Volume and specialization are the cornerstones of Svelta Plastic Surgery’s identity. $4,500 is the starting price for Brazilian Butt Lifts. Breast augmentation starting at $2,800. A “Mommy Makeover” package, which includes body contouring, breast work, and a tummy tuck, starts at $6,500. These numbers aren’t from a boutique. They are more in line with what you would anticipate from a throughput-optimized clinic, and that isn’t necessarily a bad thing. For the better part of fifteen years, Miami has developed into a center for this type of medical tourism, attracting patients from all over Florida and beyond.
In this city, Dr. Marco Amarante, the board-certified surgeon whose name forms the basis of much of the clinic’s marketing, fits a familiar mold: credentialed, photographed next to before-and-after galleries, positioned as the steady hand behind procedures that have become practically culturally synonymous with South Florida. Miami’s attitude toward cosmetic surgery seems to be more aesthetic than commercial, almost civic. In particular, the BBL has come to represent a particular regional silhouette, and Svelta and other clinics have responded to this demand rather than deviating from it.

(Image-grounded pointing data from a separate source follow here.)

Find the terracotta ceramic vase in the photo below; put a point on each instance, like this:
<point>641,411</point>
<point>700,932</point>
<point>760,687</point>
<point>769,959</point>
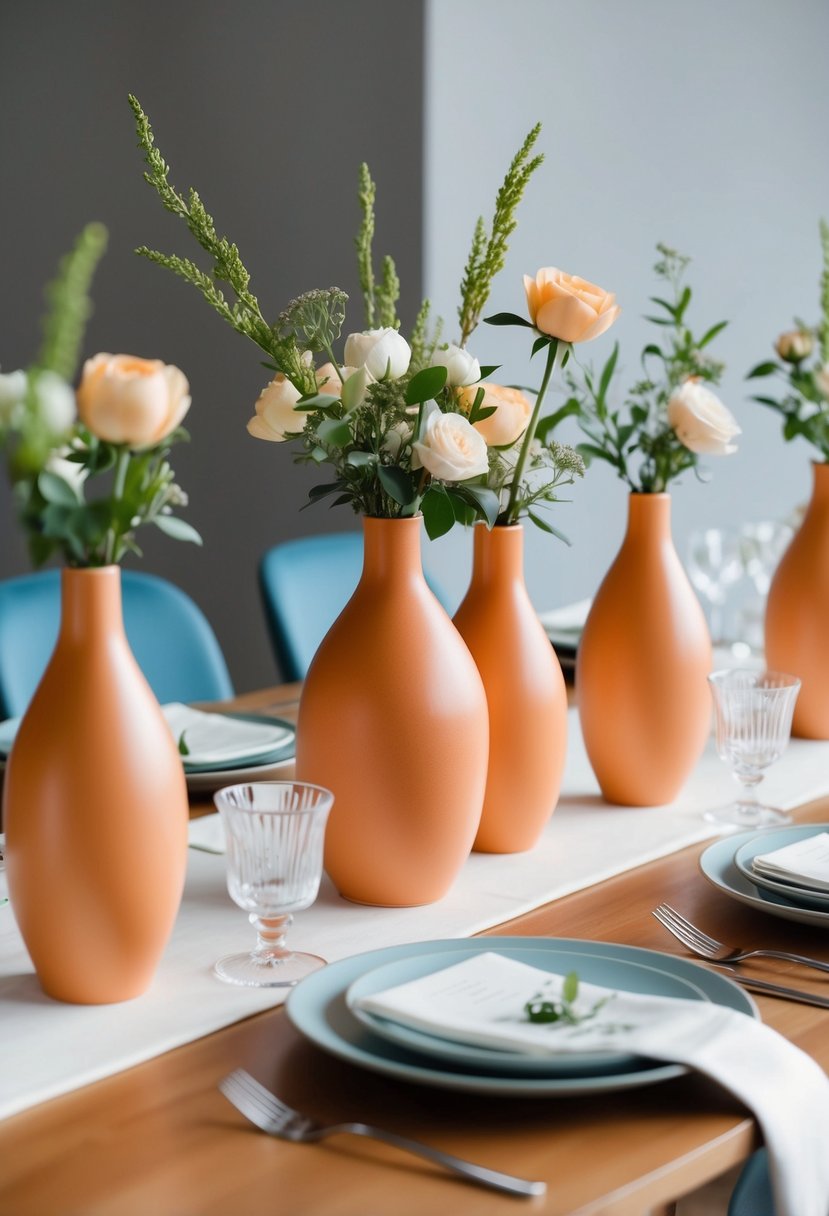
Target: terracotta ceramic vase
<point>525,694</point>
<point>393,719</point>
<point>798,613</point>
<point>642,666</point>
<point>95,809</point>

It’s more difficult to determine whether the clinic’s internal metrics, such as the 98% satisfaction rate and the A+ accreditation claim, match how patients truly describe their experiences after they get home. Compared to the clinic’s own marketing, public review platforms present a more complicated picture, and it is better to accept this discrepancy than try to close it. There is a known skew in the industry, so it’s possible that happy customers just don’t write reviews as frequently as dissatisfied ones. The gap might also reflect something more specific to this practice. It’s really difficult to say without more information.
Subtly, Svelta’s website’s financing page tells the story. There are counselors on hand, forms to complete, and implicit rather than explicit payment plans. This is in line with an industry that has normalized elective surgery as something that is paid for in installments rather than saved for in advance over the past ten years. Depending on who you ask, that could be an indication of accessibility or a sign of how aggressively these procedures are marketed.
The field of cosmetic surgery in Miami is crowded, competitive, and expanding internationally. Patients travel from out of state and occasionally from abroad, treating the city the way some treat Bangkok or Istanbul: as a place where a certain type of procedure is commonplace, reasonably priced compared to other markets, and culturally unremarkable. Svelta is just one of many clinics vying for that clientele. Only time and a much larger range of patient perspectives will truly determine whether two decades of operation and a five-figure procedure count translate into the kind of trust that lasts beyond a single visit.